Subject:  Re: A learning curve Date:  9/10/2012  6:54 PM
Author:  kelbon Number:  40706 of 42233

The stop-loss order is, in my opinion, quite the double-edged sword. It's just as easy to inflict damage on yourself as effectively use it as a productive tool.

Unless you have nerves of steel and can completely clamp down your emotions it's almost inevitable that the twins of greed and fear will inform your decisions as to when to instigate a stop-loss order, and at what price.

Hindsight, as they say, is twenty-twenty. How many of us wished we'd had stop-loss orders in place when the market plunged in the fall of '08? This having been a wise move; a big money saver, was however contingent on having the where-with-all to get back into the market at, more or less, the right time, when fear was at its height — much easier said than done for most people.

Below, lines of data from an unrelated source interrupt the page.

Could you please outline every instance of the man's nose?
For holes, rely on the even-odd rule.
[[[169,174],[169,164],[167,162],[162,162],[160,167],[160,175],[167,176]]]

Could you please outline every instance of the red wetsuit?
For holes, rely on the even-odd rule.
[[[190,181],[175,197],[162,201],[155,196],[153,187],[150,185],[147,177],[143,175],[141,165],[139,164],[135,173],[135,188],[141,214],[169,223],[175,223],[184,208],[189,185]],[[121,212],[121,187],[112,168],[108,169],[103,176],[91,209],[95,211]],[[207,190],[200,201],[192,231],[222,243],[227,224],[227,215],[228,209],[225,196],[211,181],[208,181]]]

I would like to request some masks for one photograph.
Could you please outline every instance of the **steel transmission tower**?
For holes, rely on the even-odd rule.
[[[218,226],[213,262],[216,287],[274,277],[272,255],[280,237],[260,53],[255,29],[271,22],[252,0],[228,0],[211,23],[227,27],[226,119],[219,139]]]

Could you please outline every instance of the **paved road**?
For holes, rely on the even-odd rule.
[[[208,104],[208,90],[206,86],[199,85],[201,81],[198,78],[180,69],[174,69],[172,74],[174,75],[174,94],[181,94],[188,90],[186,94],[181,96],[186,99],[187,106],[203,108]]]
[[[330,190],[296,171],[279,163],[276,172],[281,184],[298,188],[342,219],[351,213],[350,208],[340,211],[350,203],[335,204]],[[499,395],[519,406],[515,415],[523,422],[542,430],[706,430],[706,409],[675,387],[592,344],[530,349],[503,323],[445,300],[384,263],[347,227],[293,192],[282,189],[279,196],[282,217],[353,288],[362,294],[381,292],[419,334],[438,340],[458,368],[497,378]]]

The reality is, nobody really knows when a stock goes down 15% whether this is a bottom, or the beginning of a slide to a 50% loss, or more. It's a sickening feeling to sell, taking a 15% loss, only to see the stock recover in short order.

Experience shows that it's quite possible to have a 50% + loss on a stock and then see it thrive again further down the road. On the other hand, positions sometimes go to zero. You win some and you lose some. Aside from either enormous luck and/or talent, this is the nature of the stock market. Warren Buffett has said that if you can't stand to see a stock go down 50% you shouldn't be in the market in the first place. Presumably he meant that it's probably going to happen to you sooner or later so you better have the stomach for it when it does.

The only time I used a stop loss order was when I had a stock that doubled from my purchase price in just over a year. It kept going up, but was, in my opinion, over priced and primed for a fall. Let's say I bought it a $20. When it got to $42 I put in a stop-loss order for $40. It got as high as about $44 and then started down. The stop-loss order was triggered at $40 and the stock continued down, down, down. I was happy to take my profits. If I hadn't put in the stop-loss order I doubt I would of had the gumption to sell at $40. I'd taken that decision out of my hands before it happened.

Although I wish I'd used stop-loss orders on some losers, I've had an equal amount of losers that morphed back into winners, so, all in all, with stop loss orders I probably wouldn't have been ahead in the end. I'm more comfortable with stock-loss orders when I'm fairly sure that a stock is over-priced and I have a good profit margin locked in. It's frustrating to lose out on an even higher stock price in such circumstances, but that's greed talking.